Remember square is also a kind of rectangle.
Total combinations of area (a) i.e L X B are as following.
1X1 , 1X2 , 1X3 , 1X4..............1 , 2 , 3 , 4 2X1 , 2X2 , 2X3 , 2X4..............2 , 4 , 6 , 8 3X1 , 3X2 , 3X3 , 3X4..............3 , 6 , 9 , 12 4X1 , 4X2 , 4X3 , 4X4..............4 , 8 , 12 , 16
So total 16 combinations for area (a) can be made and 7 out of these combinations satisfy our condition i.e 4<= a <=8
So the prob is 7 / 16 ........Eq 1.
Total combinations of perimeter (p) i.e 2(L + B) are as following.

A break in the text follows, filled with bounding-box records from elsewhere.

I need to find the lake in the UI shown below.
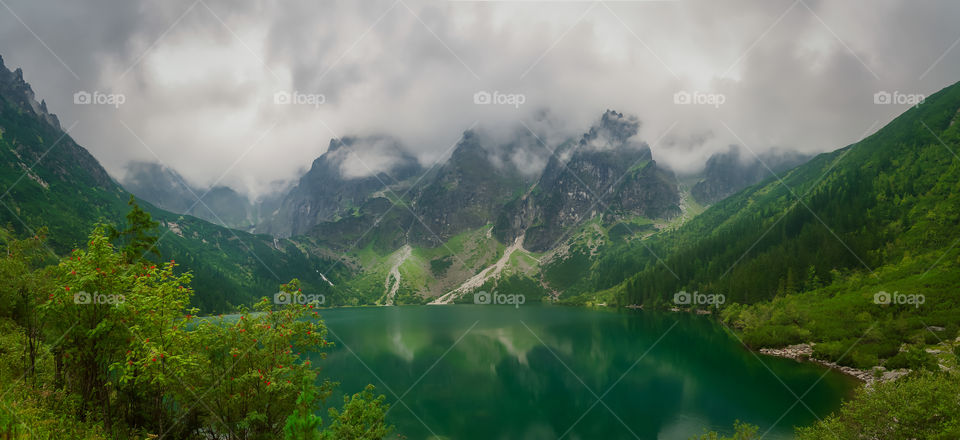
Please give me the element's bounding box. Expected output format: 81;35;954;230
314;304;856;440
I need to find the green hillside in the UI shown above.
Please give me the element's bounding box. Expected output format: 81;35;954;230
0;69;345;312
568;80;960;369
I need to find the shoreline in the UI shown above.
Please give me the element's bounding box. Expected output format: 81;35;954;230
757;343;910;387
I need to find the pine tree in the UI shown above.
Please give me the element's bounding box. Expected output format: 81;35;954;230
110;194;162;263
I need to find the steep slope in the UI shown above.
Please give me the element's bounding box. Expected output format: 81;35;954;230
495;110;680;251
257;137;421;236
120;162;279;230
556;79;960;312
690;145;810;205
0;56;342;311
546;79;960;377
412;131;533;246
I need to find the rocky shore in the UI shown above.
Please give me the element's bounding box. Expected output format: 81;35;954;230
760;343;910;387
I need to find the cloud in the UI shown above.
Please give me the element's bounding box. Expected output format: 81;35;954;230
0;0;960;197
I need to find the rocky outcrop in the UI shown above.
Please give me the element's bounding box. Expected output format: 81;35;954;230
495;110;680;251
690;145;810;205
760;343;910;386
257;137;421;236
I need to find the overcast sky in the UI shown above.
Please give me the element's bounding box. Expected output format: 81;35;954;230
0;0;960;195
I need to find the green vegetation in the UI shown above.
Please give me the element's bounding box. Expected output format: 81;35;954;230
0;89;351;313
797;372;960;440
0;206;390;439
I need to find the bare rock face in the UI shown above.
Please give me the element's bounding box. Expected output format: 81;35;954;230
690;145;810;205
257;110;680;251
497;110;680;251
256;137;421;236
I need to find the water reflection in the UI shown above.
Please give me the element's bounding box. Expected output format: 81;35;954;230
312;305;852;439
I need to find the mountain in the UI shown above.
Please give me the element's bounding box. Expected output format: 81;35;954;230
690;145;810;205
257;137;421;236
120;162;279;230
498;110;680;252
556;83;960;371
0;59;344;312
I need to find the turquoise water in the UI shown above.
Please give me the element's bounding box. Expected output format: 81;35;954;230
316;305;855;439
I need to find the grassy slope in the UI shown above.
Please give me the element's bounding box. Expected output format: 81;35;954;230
0;92;344;311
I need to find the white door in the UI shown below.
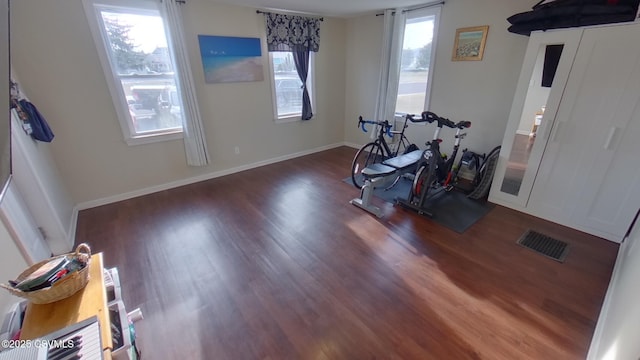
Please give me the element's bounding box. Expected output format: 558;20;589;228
489;29;582;211
528;24;640;242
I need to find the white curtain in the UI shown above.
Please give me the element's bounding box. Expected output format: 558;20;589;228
371;9;407;139
161;0;209;166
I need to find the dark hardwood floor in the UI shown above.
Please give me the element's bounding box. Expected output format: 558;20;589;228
77;147;618;360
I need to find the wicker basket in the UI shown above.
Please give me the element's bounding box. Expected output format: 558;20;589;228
0;244;91;304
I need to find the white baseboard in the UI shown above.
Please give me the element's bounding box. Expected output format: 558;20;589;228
73;142;350;211
344;142;364;149
587;239;629;360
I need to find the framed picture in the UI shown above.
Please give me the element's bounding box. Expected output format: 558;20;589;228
198;35;264;84
451;25;489;61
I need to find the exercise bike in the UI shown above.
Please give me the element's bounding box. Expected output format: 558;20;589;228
396;111;471;216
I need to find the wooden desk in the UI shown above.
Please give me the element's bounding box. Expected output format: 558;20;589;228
20;253;113;358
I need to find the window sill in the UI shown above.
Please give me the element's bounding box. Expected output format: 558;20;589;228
126;130;184;146
275;114;302;124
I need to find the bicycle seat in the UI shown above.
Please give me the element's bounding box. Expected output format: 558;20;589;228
456;120;471;129
422;111;440;123
406;114;428;123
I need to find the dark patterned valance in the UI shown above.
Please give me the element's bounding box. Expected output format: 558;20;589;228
265;13;321;52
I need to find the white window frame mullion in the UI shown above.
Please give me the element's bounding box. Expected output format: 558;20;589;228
82;0;183;145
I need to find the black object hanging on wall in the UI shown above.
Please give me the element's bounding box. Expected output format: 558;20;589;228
507;0;640;36
542;44;564;87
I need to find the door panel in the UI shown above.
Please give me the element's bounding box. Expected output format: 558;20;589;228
529;25;640;241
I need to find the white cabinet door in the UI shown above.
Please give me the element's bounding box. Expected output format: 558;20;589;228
528;24;640;242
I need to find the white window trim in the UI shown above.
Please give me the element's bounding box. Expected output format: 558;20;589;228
82;0;184;145
267;51;317;124
395;5;442;117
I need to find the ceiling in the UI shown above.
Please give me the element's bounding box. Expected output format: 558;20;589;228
210;0;433;17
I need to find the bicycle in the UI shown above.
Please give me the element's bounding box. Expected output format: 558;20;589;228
397;111;471;216
351;115;423;189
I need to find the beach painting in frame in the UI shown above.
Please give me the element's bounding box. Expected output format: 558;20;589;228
198;35;264;84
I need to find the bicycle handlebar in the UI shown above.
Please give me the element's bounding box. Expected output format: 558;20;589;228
358;116;393;137
420;111;471;129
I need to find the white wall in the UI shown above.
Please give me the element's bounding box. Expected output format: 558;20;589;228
587;223;640;360
345;0;536;158
0;205;27;323
11;106;77;255
11;0;345;203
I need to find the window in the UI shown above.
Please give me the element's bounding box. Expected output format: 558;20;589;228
395;7;440;114
269;51;314;120
85;0;183;144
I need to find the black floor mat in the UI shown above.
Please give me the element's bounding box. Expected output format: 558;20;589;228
344;177;494;233
518;230;569;262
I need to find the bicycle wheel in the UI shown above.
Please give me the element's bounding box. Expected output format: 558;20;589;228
473;146;501;188
351;143;385;189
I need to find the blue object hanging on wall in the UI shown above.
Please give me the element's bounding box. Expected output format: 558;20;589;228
20;99;54;142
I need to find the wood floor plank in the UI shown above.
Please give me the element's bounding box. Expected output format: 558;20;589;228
76;147;618;359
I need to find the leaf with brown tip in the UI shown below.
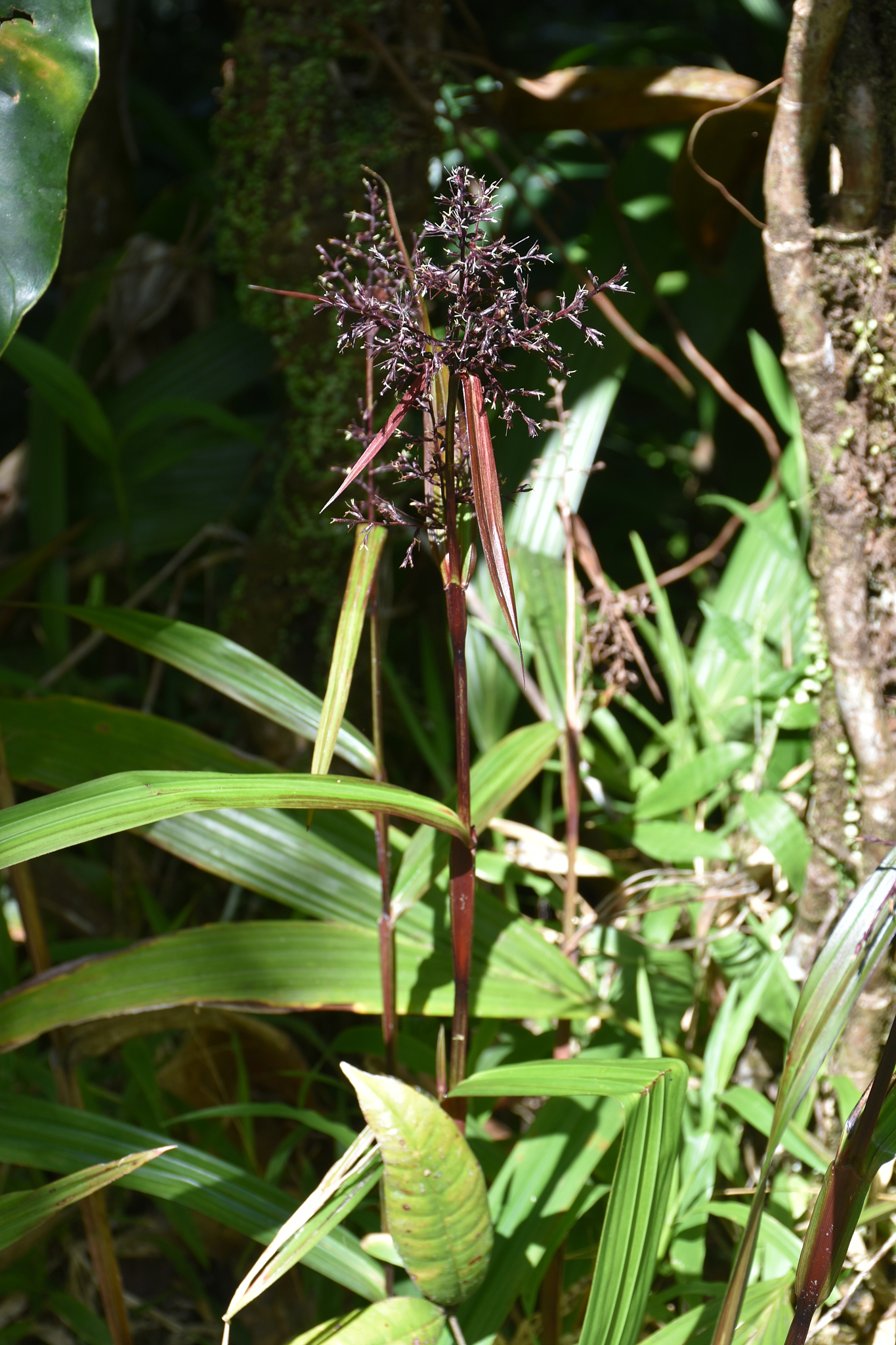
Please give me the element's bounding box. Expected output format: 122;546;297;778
462;374;520;646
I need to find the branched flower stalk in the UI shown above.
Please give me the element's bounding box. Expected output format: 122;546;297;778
268;165;626;1103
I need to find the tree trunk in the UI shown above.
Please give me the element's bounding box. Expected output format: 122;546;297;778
764;0;896;1069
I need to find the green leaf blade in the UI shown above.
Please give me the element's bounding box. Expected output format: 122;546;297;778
0;0;99;354
343;1064;494;1308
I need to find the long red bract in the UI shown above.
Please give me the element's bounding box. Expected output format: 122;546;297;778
321;374;425;514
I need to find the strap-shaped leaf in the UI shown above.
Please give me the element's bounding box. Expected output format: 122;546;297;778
633;742;757;820
712;849;896;1345
0;695;277;789
0;0;99;353
0;339;116;463
0;1093;385;1300
393;724;557;917
54;607;376;775
289;1298;444;1345
0;914;594;1050
0;771;469;868
452;1060;688;1345
343;1064;494;1308
461;374;520;646
0;1145;175;1250
224;1128;383;1322
312;525;385;775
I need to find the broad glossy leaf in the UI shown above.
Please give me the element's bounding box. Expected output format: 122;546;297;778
0;897;594;1050
453;1059;688;1345
0;336;116;463
312;525;385;775
0;695;276;789
631;818;731;864
0;0;99;353
224;1128;383;1322
0;1092;385;1300
634;742;754;820
0;1145;175;1250
393;724;559;917
740;789;811;892
56;607;376;775
343;1064;494;1308
461;374;520;644
289;1298;444;1345
0;771;465;866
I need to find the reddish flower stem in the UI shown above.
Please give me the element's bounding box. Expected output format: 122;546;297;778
444;375;475;1108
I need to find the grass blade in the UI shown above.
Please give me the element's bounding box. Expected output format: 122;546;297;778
56;607;376;775
0;771;469;868
0;1145;171;1251
461;374;521;648
312;525;385;775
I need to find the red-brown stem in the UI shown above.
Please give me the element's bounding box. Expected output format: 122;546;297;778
364;342;398;1074
444;375;475;1126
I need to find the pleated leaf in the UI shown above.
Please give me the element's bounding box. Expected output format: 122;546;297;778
343;1064;494;1308
0;1093;385;1300
54;607;376;775
452;1060;688;1345
0;898;594;1050
0;1145;175;1251
0;771;466;868
462;374;520;646
312;525;385;775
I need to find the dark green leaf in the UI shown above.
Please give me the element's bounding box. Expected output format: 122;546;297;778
0;0;99;354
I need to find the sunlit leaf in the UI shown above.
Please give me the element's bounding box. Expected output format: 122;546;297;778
0;897;594;1050
0;0;99;353
0;1092;385;1300
224;1130;383;1322
453;1060;688;1345
312;525;385;775
0;1145;173;1250
0;695;276;789
56;607;376;775
462;374;520;644
343;1064;493;1308
283;1298;444;1345
0;771;466;866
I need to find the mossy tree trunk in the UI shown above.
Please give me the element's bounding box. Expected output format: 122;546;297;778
764;0;896;1081
216;0;440;683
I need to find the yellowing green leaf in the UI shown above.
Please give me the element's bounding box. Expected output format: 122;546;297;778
343;1064;493;1308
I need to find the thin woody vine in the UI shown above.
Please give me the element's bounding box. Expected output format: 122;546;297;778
251;165;628;1103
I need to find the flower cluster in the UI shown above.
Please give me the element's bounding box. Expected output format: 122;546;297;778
318;165;626;435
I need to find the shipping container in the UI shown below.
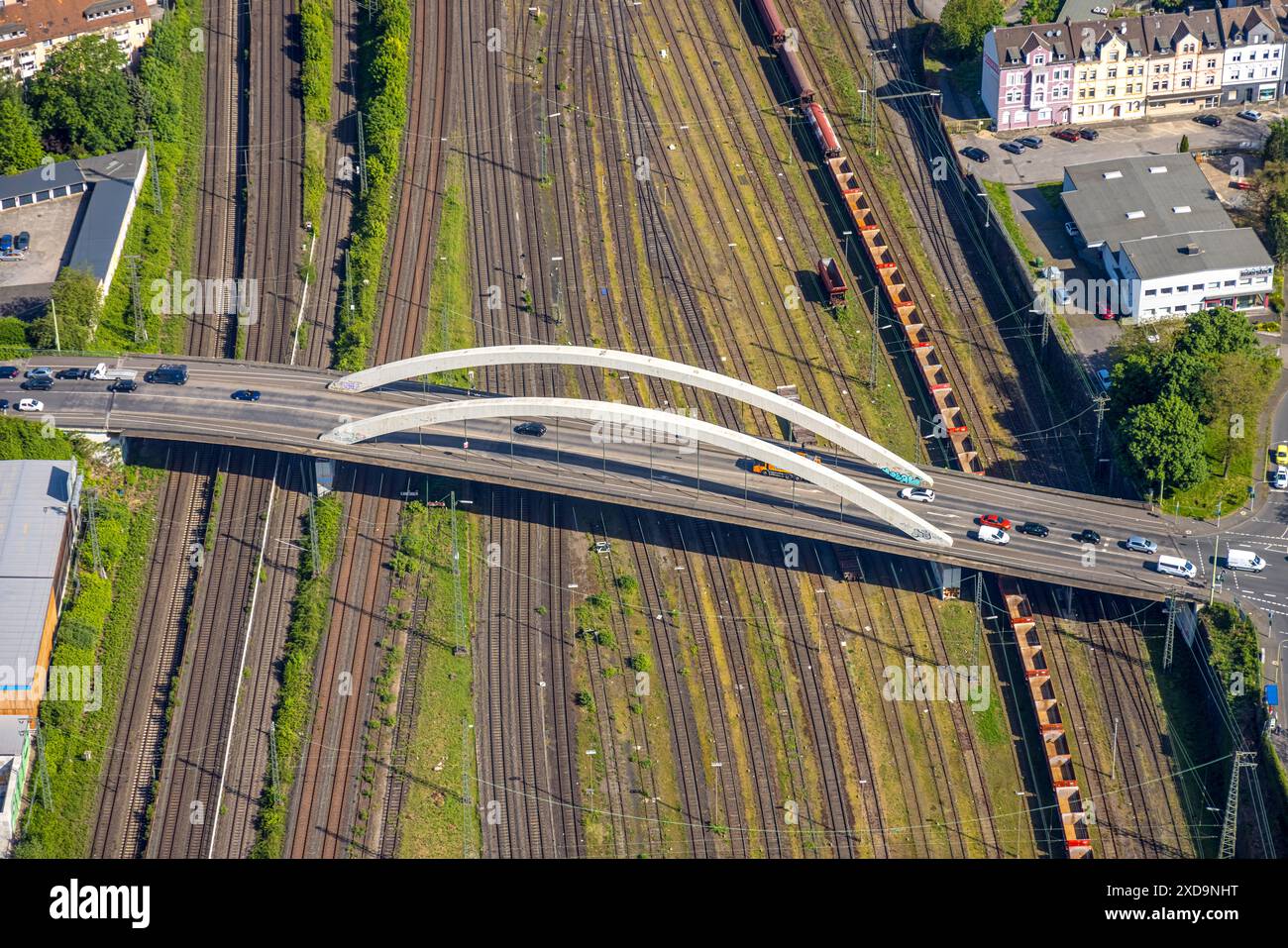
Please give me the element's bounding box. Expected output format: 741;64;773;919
805;102;841;158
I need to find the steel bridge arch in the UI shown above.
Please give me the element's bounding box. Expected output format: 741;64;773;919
327;345;935;484
318;398;953;548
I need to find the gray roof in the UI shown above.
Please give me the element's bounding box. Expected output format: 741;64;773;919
0;149;147;282
1122;227;1274;279
1060;154;1234;253
0;461;76;690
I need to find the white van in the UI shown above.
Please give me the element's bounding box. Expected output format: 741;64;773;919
1158;557;1198;579
1225;550;1266;574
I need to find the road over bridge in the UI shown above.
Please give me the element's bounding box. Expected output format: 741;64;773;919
0;357;1212;599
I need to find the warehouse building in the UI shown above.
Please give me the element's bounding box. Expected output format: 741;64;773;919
0;460;81;853
1060;154;1274;322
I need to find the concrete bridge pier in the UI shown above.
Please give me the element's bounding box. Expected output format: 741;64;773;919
930;561;962;599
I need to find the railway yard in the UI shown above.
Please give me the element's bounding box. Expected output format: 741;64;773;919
7;0;1277;859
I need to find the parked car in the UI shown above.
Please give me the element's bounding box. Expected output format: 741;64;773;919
899;487;935;503
975;527;1012;546
1126;537;1158;557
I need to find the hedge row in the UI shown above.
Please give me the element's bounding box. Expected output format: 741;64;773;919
14;461;160;859
335;0;411;370
252;493;344;859
300;0;335;227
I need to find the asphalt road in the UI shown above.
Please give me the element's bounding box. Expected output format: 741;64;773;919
0;357;1226;601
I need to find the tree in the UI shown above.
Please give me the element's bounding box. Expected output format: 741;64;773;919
29;35;136;158
31;266;103;349
939;0;1005;56
0;78;46;174
1124;395;1208;489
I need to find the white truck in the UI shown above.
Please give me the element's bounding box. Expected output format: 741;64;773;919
89;362;139;381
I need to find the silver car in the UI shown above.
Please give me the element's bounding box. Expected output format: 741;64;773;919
1127;537;1158;557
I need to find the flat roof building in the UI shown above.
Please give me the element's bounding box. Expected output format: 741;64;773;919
1060;154;1274;322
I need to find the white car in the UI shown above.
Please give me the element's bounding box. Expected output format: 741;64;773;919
899;487;935;503
975;527;1012;546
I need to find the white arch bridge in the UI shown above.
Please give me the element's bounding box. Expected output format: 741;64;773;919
321;345;953;548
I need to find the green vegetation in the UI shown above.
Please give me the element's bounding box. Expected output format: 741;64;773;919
939;0;1004;58
1109;309;1279;516
300;0;335;227
27;34;136;158
252;493;344;859
335;0;411;370
11;419;160;859
0;78;46;174
391;501;480;858
421;152;474;387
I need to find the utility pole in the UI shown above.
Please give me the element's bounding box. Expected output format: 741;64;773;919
125;254;149;343
1163;594;1174;671
358;108;368;194
1218;751;1257;859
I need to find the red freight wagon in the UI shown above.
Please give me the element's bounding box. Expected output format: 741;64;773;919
805;102;841;158
756;0;787;43
818;257;849;306
778;47;814;103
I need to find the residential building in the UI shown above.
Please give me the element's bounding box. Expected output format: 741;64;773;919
0;0;161;78
1218;4;1285;106
1060;155;1274;322
980;25;1073;130
1141;10;1225;116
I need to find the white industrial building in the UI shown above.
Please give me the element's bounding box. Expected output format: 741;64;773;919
1061;154;1274;322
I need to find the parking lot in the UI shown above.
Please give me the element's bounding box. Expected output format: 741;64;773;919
953;108;1284;184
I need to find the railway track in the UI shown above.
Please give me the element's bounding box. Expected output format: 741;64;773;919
90;448;214;859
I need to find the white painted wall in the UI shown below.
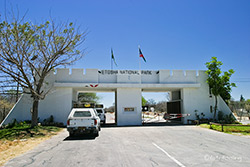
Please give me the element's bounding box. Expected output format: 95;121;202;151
117;88;142;126
39;88;73;124
0;69;234;125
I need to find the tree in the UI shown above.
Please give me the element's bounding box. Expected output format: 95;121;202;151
78;93;100;103
0;17;85;127
206;57;236;120
240;95;245;102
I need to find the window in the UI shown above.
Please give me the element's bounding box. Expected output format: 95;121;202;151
73;111;91;117
96;109;102;114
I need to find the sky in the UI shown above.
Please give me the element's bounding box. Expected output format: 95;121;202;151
0;0;250;105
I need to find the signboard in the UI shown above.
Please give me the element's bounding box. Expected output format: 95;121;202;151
99;70;154;75
124;107;135;112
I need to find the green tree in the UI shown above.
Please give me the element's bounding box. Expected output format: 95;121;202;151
206;57;236;120
78;93;101;103
0;17;85;126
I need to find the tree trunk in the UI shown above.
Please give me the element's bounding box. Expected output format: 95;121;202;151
31;99;39;127
213;96;218;121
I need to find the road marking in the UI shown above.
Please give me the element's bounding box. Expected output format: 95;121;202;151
152;143;185;167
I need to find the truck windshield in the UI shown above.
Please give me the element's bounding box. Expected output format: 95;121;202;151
96;109;102;114
73;111;91;117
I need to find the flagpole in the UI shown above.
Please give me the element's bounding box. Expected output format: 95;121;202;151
138;45;141;75
111;48;113;70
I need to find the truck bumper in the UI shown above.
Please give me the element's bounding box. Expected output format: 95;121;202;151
67;127;98;135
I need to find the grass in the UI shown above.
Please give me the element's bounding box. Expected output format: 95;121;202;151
0;124;60;140
200;124;250;135
0;122;62;166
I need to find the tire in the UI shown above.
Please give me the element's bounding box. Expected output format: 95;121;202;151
69;132;75;137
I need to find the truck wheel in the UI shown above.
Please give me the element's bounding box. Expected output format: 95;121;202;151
94;131;99;137
69;132;75;137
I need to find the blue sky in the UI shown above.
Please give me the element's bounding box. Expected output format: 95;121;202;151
0;0;250;104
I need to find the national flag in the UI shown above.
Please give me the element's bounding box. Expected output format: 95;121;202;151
111;48;117;66
139;48;146;62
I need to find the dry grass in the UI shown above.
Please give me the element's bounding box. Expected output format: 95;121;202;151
0;129;62;166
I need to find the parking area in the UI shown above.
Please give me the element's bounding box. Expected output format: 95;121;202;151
3;125;250;167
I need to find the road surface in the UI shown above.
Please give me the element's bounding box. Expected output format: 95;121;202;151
5;126;250;167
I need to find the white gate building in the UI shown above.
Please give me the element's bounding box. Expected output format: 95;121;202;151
2;69;231;126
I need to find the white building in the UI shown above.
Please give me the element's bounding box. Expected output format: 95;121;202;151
2;69;231;126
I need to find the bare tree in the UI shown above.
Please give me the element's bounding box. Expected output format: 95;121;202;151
0;17;86;126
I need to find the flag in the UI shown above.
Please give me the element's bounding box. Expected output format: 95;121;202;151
111;48;117;66
139;48;146;62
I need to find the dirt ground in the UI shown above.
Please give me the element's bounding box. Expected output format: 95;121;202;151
0;130;62;166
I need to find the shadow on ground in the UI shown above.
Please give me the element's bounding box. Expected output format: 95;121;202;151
101;121;193;128
63;134;96;141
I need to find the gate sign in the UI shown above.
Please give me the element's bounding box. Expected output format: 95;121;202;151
142;106;148;112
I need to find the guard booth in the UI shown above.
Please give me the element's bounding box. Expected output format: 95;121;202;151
167;91;182;121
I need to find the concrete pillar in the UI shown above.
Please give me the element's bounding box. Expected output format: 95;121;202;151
116;88;142;126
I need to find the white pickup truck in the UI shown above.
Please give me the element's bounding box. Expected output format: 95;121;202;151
67;108;101;137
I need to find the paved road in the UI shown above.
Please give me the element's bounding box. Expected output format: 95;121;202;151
3;126;250;167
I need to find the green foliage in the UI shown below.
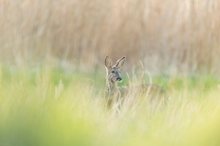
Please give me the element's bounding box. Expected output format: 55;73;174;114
0;66;220;146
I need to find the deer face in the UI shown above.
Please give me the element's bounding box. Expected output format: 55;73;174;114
105;56;125;83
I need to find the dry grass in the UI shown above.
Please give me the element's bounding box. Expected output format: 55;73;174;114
0;0;220;73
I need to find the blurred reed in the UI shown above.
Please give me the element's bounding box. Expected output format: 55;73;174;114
0;0;220;73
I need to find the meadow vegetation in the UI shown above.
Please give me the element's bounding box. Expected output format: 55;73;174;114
0;0;220;146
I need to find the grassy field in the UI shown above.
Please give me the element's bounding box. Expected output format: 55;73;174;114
0;0;220;146
0;65;220;146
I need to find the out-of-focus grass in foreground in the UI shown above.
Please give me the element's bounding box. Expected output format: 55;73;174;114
0;66;220;146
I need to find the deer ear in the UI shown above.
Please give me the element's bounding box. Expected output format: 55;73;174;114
105;56;112;68
115;57;126;68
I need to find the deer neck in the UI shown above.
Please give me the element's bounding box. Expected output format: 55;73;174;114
106;80;120;96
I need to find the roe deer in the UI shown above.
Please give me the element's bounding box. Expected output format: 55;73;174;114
105;56;164;107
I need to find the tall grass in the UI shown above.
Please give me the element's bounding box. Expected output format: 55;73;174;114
0;0;220;73
0;66;220;146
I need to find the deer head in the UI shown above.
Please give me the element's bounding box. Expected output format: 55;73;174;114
105;56;125;84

4 , 6 , 8 , 10................................. 2(1+1) , 2(1+2) , 2(1+3) , 2(1+4) 6 , 8 , 10 , 12............................... 2(2+1) , .... so on...................... 8 , 10 , 12 , 14...............................2(3+1) , 2(3+2) , ....so on.......... 10 , 12 , 14 , 16..............................2 (4+1) , 2 (4+2) , ....so on........
So total 16 combinations of perimeter (p) can be made & 7 out of these combinations satisfy our condition i.e 10<= p <=12
There for prob is 7 / 16 ..................Eq 2.
Multiply Eq 1 & Eq 2.
7 / 16 * 7 / 16 = 49 / 256.
Ans is B.
Hope the answer is right and the approach is correct.